Woźnicki Piotr, Laqua Caroline, Fiku Ina, Hekalo Amar, Truhn Daniel, Engelhardt Sandy, Kather Jakob, Foersch Sebastian, D'Antonoli Tugba Akinci, Pinto Dos Santos Daniel, Baeßler Bettina, Laqua Fabian Christopher
Department of Diagnostic and Interventional Radiology, University Hospital Würzburg, Würzburg, Germany.
Department of Diagnostic and Interventional Radiology, University Hospital Aachen, Aachen, Germany.
Eur Radiol. 2025 Apr;35(4):2018-2029. doi: 10.1007/s00330-024-11074-y. Epub 2024 Oct 10.
Structured reporting enhances comparability, readability, and content detail. Large language models (LLMs) could convert free text into structured data without disrupting radiologists' reporting workflow. This study evaluated an on-premise, privacy-preserving LLM for automatically structuring free-text radiology reports.
We developed an approach to controlling the LLM output, ensuring the validity and completeness of structured reports produced by a locally hosted Llama-2-70B-chat model. A dataset with de-identified narrative chest radiograph (CXR) reports was compiled retrospectively. It included 202 English reports from a publicly available MIMIC-CXR dataset and 197 German reports from our university hospital. Senior radiologist prepared a detailed, fully structured reporting template with 48 question-answer pairs. All reports were independently structured by the LLM and two human readers. Bayesian inference (Markov chain Monte Carlo sampling) was used to estimate the distributions of Matthews correlation coefficient (MCC), with [-0.05, 0.05] as the region of practical equivalence (ROPE).
The LLM generated valid structured reports in all cases, achieving an average MCC of 0.75 (94% HDI: 0.70-0.80) and F1 score of 0.70 (0.70-0.80) for English, and 0.66 (0.62-0.70) and 0.68 (0.64-0.72) for German reports, respectively. The MCC differences between LLM and humans were within ROPE for both languages: 0.01 (-0.05 to 0.07), 0.01 (-0.05 to 0.07) for English, and -0.01 (-0.07 to 0.05), 0.00 (-0.06 to 0.06) for German, indicating approximately comparable performance.

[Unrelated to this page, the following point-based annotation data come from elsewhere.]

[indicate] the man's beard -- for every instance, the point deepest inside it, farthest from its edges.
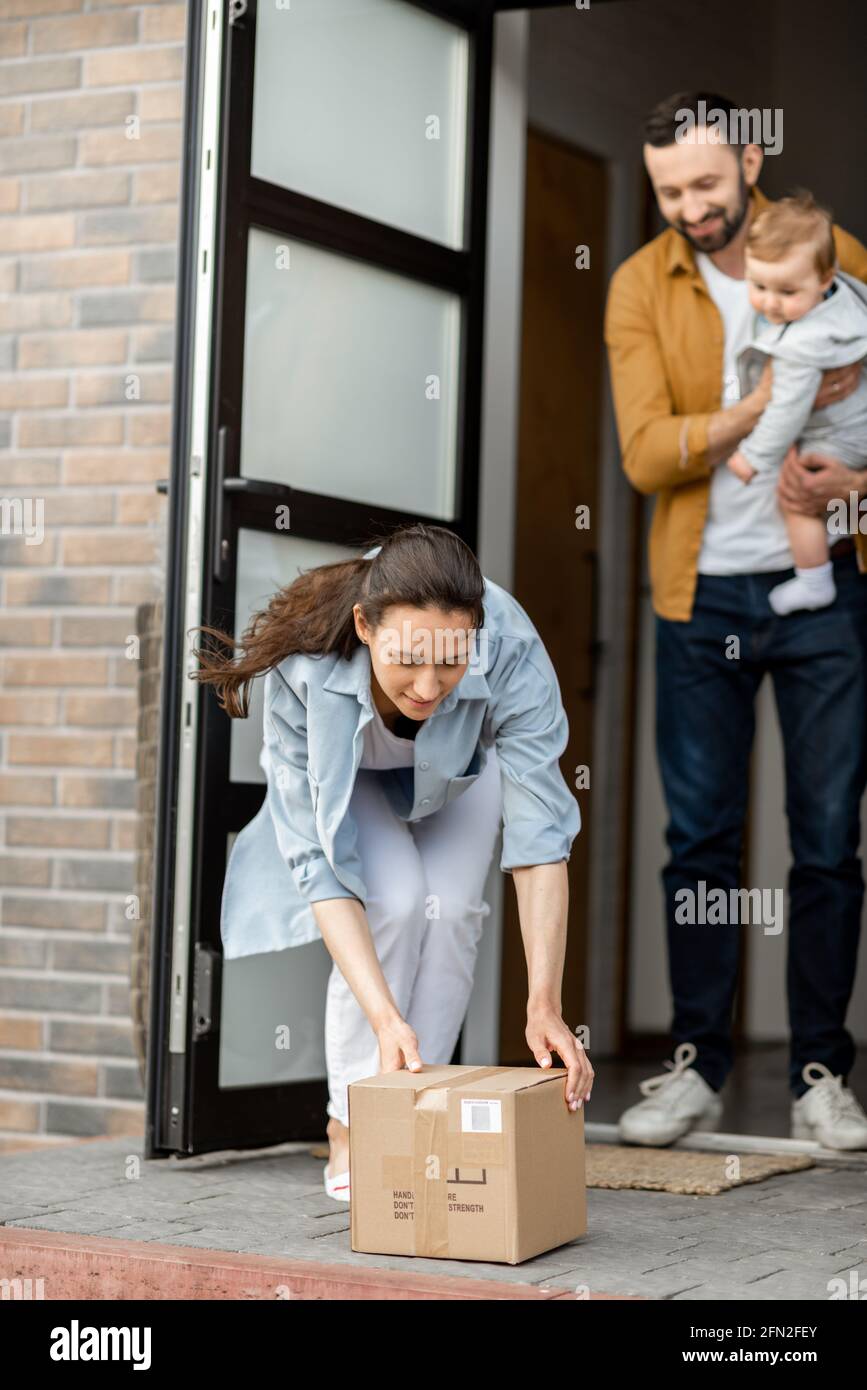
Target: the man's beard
(731, 224)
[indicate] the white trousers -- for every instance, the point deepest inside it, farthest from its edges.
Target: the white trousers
(427, 912)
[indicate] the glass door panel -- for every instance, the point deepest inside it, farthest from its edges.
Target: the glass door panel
(350, 378)
(363, 104)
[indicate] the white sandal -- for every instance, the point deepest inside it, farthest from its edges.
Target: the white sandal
(336, 1186)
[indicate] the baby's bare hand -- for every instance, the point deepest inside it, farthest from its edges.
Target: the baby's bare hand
(741, 467)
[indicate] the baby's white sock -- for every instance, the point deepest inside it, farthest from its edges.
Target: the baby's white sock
(810, 588)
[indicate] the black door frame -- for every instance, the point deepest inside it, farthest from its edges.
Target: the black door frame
(186, 1111)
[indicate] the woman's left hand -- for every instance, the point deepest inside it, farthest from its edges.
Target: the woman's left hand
(548, 1033)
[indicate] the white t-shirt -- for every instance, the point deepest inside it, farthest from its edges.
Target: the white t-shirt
(745, 531)
(382, 748)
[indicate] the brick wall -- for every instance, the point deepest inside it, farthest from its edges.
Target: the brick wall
(91, 100)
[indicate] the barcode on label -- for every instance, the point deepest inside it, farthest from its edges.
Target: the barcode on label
(481, 1116)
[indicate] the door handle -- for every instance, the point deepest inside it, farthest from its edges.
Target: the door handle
(225, 487)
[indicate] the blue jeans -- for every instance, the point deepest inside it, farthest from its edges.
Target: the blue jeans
(705, 726)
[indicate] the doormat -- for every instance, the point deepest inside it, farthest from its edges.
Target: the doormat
(680, 1171)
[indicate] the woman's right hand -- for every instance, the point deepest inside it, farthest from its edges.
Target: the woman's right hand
(398, 1047)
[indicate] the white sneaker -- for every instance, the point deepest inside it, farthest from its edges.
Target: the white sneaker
(828, 1112)
(678, 1101)
(336, 1186)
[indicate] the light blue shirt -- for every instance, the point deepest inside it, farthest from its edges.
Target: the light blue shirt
(302, 848)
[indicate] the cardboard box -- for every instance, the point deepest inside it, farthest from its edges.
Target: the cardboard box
(466, 1162)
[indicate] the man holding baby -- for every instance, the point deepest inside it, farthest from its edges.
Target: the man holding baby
(680, 314)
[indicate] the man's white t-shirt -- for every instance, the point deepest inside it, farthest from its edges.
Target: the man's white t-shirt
(745, 531)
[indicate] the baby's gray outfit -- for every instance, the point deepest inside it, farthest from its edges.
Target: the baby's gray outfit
(832, 334)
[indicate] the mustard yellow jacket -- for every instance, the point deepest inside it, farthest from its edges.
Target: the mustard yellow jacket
(664, 338)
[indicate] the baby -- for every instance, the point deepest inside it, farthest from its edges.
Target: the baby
(809, 317)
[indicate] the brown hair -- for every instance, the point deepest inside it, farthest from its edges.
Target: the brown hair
(423, 566)
(663, 123)
(789, 223)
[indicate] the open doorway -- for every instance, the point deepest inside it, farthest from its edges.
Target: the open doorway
(591, 77)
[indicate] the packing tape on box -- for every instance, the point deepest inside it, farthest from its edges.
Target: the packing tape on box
(432, 1137)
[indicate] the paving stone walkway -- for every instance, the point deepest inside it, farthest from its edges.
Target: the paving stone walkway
(784, 1237)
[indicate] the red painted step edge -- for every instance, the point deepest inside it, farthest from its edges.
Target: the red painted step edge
(100, 1268)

Locally hosted, open-source LLMs can automatically structure free-text radiology reports with approximately human accuracy. However, the understanding of semantics varied across languages and imaging findings.
Question Why has structured reporting not been widely adopted in radiology despite clear benefits and how can we improve this? Findings A locally hosted large language model successfully structured narrative reports, showing variation between languages and findings. Critical relevance Structured reporting provides many benefits, but its integration into the clinical routine is limited. Automating the extraction of structured information from radiology reports enables the capture of structured data while allowing the radiologist to maintain their reporting workflow.
结构化报告可提高可比性、可读性和内容细节。大语言模型(LLMs)可将自由文本转换为结构化数据,且不会干扰放射科医生的报告流程。本研究评估了一种用于自动构建自由文本放射学报告的本地部署、保护隐私的大语言模型。
我们开发了一种控制大语言模型输出的方法,以确保由本地托管的Llama-2-70B-chat模型生成的结构化报告的有效性和完整性。回顾性汇编了一个包含去识别化的胸部X光(CXR)报告的数据集。它包括来自公开可用的MIMIC-CXR数据集的202份英文报告和来自我们大学医院的197份德文报告。资深放射科医生编制了一个包含48个问答对的详细、完全结构化的报告模板。所有报告均由大语言模型和两名人工读者独立构建。采用贝叶斯推理(马尔可夫链蒙特卡罗采样)来估计马修斯相关系数(MCC)的分布,以[-0.05, 0.05]作为实际等效区域(ROPE)。
大语言模型在所有情况下均生成了有效的结构化报告,英文报告的平均MCC为0.75(94% HDI:0.70 - 0.80),F1分数为0.70(0.70 - 0.80);德文报告的平均MCC为0.66(从0.62至0.70),F1分数为0.68(从0.64至0.72)。两种语言中大语言模型与人工之间的MCC差异均在ROPE范围内:英文为0.01(-0.05至0.07),0.01(-0.05至0.07);德文为-0.01(-0.07至0.05),0.00(-0.06至0.06),表明性能大致相当。
本地部署的开源大语言模型能够以近似人工的准确性自动构建自由文本放射学报告。然而,对语义的理解在不同语言和影像表现之间存在差异。
问题尽管结构化报告有明显益处,但为何在放射学中未被广泛采用,以及我们如何改进?发现一个本地部署的大语言模型成功构建了叙述性报告,显示出语言和表现之间的差异。关键相关性结构化报告有诸多益处,但其融入临床常规的程度有限。从放射学报告中自动提取结构化信息能够获取结构化数据,同时允许放射科医生维持其报告流程。